Critics argue The Gambia cannot afford mass university education. The reality is it cannot afford not to. The cost of youth unemployment, of preventable disease, of bad contracts signed because we lacked technical negotiators that cost is already being paid, daily. Investment must be strategic: expand UTG’s faculties in agriculture, medicine, engineering, and ICT. Fund scholarships tied to national service in critical sectors. Partner with diaspora academics for online modules. Leverage regional institutions like the West African Science Service Centre on Climate Change.

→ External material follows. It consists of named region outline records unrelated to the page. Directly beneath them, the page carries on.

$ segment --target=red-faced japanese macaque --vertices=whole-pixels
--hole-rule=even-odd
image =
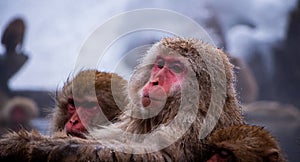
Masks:
[[[164,38],[132,75],[120,121],[90,131],[89,140],[76,144],[72,139],[63,145],[46,137],[24,140],[30,133],[11,135],[0,140],[0,159],[19,152],[31,158],[45,154],[48,161],[207,160],[205,137],[243,124],[233,80],[232,65],[220,49],[197,39]],[[16,141],[22,148],[8,151]]]
[[[8,100],[0,112],[2,121],[0,134],[7,130],[18,131],[22,128],[31,130],[31,121],[38,116],[38,112],[36,103],[30,98],[18,96]]]
[[[210,126],[218,129],[243,123],[233,79],[226,54],[202,41],[165,38],[153,45],[129,81],[130,103],[121,116],[120,127],[134,134],[159,136],[149,140],[149,143],[160,141],[158,147],[173,138],[176,140],[159,152],[132,158],[137,161],[205,159],[205,139],[199,137],[205,130]],[[217,108],[222,110],[219,118]],[[104,130],[91,132],[96,139],[102,139],[105,133]],[[103,152],[99,151],[100,159],[113,158],[109,151]],[[124,157],[124,160],[128,159]]]
[[[123,92],[126,84],[117,74],[96,70],[84,70],[74,79],[68,79],[56,95],[56,107],[52,114],[53,132],[65,131],[84,138],[87,127],[115,122],[121,113],[115,100],[122,100],[122,104],[126,105]],[[115,95],[112,86],[115,86]]]
[[[212,156],[207,162],[285,162],[276,139],[263,127],[239,125],[223,128],[208,138]]]

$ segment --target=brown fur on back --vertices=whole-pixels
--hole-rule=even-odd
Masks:
[[[276,139],[260,126],[238,125],[220,129],[208,141],[214,147],[232,151],[239,162],[269,161],[266,154],[272,150],[279,153],[277,162],[286,161]]]

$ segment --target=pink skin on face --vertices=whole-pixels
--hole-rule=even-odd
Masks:
[[[99,113],[99,106],[96,100],[76,99],[76,108],[73,98],[68,100],[68,116],[70,117],[65,125],[67,134],[83,138],[82,133],[87,133],[85,127],[91,119]]]
[[[142,89],[143,107],[148,107],[151,102],[165,101],[171,91],[180,89],[186,75],[187,68],[179,58],[158,56],[150,80]]]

And crucially, link universities to industry so graduates do not leave with theory alone, but with employable skills.
A thousand words in this editorial cannot capture every benefit of university education, but the point is singular: no Third World country has ever transformed into a First World country without it. The Gambia’s size is not a limitation. Small nations like Singapore, Mauritius, and Estonia built world-class universities and used them to leapfrog larger neighbours. Therefore, the choice before The Gambia is stark. Continue to export raw groundnuts and raw talent, or invest in the minds that will process both into prosperity. University education is not about degrees on a wall. It is about whether, twenty years from now, Gambian children will inherit a country that negotiates from strength or one that still asks permission to develop.
Kudos to former president Yahya Jammeh for establishing the University of The Gambia, to President Adama Barrow for sustaining and expanding it, and to Minister Pierre Gomez and the Governing Council for their visionary stewardship and the teaching and administrative staff for advancing the institution.